Saturday, 4 September 2010

N'Kosi Sikeleli, God Bless Africa.

Last night it was TBH's turn for an emotional musical ride...

As we were looking through our vast collection of DVD's we turned up the copy of Paul Simon's famous concert Graceland from back in 1986. A time when Nelson Mandela was still imprisoned and apartheid was very much a part of life in South Africa.

TBH was born in Africa, in a place that was called Nyasaland, it's now known as Malawi and is on the eastern side of central Africa. His birthplace was the town of Blantyre some distance from where his parents lived in Zomba. It was here that his Dad was a bigwig in the colonial police force of the day. TBH's Mum used to tell me stories of their lives there. Very few white families, TBH was raised pretty much by African wet nurses, he loved to tease his Mum about that!

He says that he remembers sitting around the campfires in the evening being fed mealie-meal and fish by the staff when his parents were off on one of their many official engagements. To this day he has nightmares about hippos and elephants, a result of the dire warnings that he was given as a child not to leave the compound.

Returning to the UK aged 6 he remembers driving to Cape Town via Rhodesia, now Zimbabwe.They came through the Kruger National Park and there he experienced his FIRST taste of Coca-Cola and peanuts. Not a good combination on a long road trip.

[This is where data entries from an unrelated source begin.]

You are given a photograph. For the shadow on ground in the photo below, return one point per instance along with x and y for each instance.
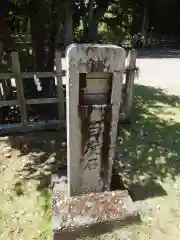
(147, 150)
(159, 53)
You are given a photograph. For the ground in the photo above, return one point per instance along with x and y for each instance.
(147, 158)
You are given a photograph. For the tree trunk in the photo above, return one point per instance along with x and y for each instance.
(69, 25)
(5, 34)
(38, 31)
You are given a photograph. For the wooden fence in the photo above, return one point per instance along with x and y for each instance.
(25, 125)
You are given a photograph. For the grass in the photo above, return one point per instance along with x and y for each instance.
(147, 158)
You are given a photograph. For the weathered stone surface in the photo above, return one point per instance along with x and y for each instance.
(72, 213)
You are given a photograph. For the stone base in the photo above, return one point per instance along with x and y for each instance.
(70, 214)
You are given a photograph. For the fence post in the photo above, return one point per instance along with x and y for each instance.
(128, 90)
(19, 85)
(60, 93)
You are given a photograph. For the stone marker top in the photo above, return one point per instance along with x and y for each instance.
(109, 57)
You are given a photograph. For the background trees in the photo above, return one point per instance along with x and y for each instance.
(54, 24)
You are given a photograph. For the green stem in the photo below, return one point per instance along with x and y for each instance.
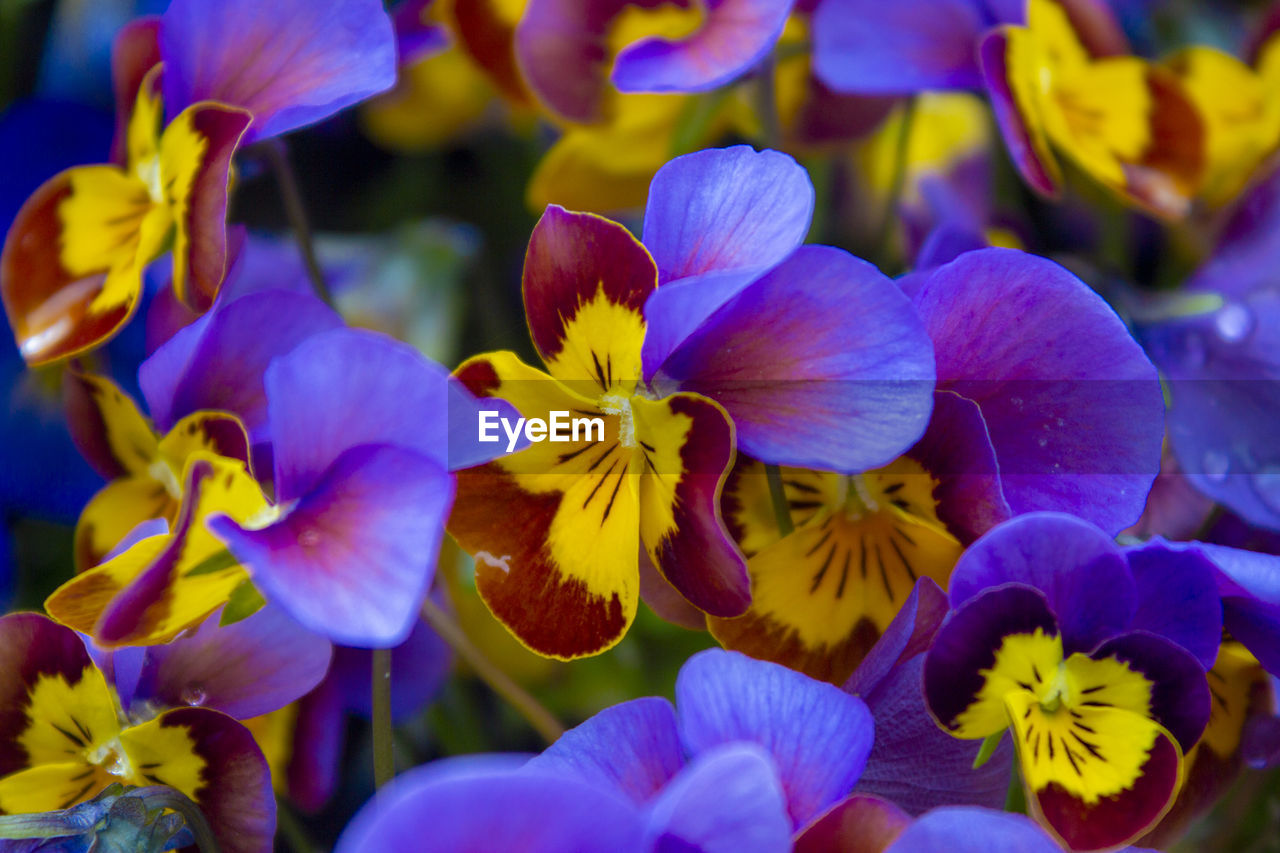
(781, 510)
(899, 182)
(538, 716)
(384, 752)
(297, 214)
(767, 104)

He recalls traveling to and from the UK on the Union Castle Shipping Line.He traveled on the Arundel Castle and was often to be found visiting the engine room. Some things never change! Even at that age he says he loved the roll of the ocean!

The picture is of that ship in Capetown (I just love the internet).

They say that the call of Africa never leaves those born on that continent and this morning he surprised me by saying, 'That's my country'. I have never heard him identify with any geography before, having lived all over the world he is a real gypsy. So I was a bit shocked by his statement.

Later in life he returned to live and work in South Africa, at the goldmines and then in Alexandria a predominately black area of Johannesburg. His work took him into Soweto, this was just before the riots...

I've asked him if he wants to go back and his answer is that he would find returning to Africa too heartbreaking.

So that's enough musical memories for a while, my emotions can't stand the ride! Red eyed and exhausted by the memories. The DVD's are firmly back in the box as we concentrate on creating a new set of memories to pull out in the future. I wonder what they will be?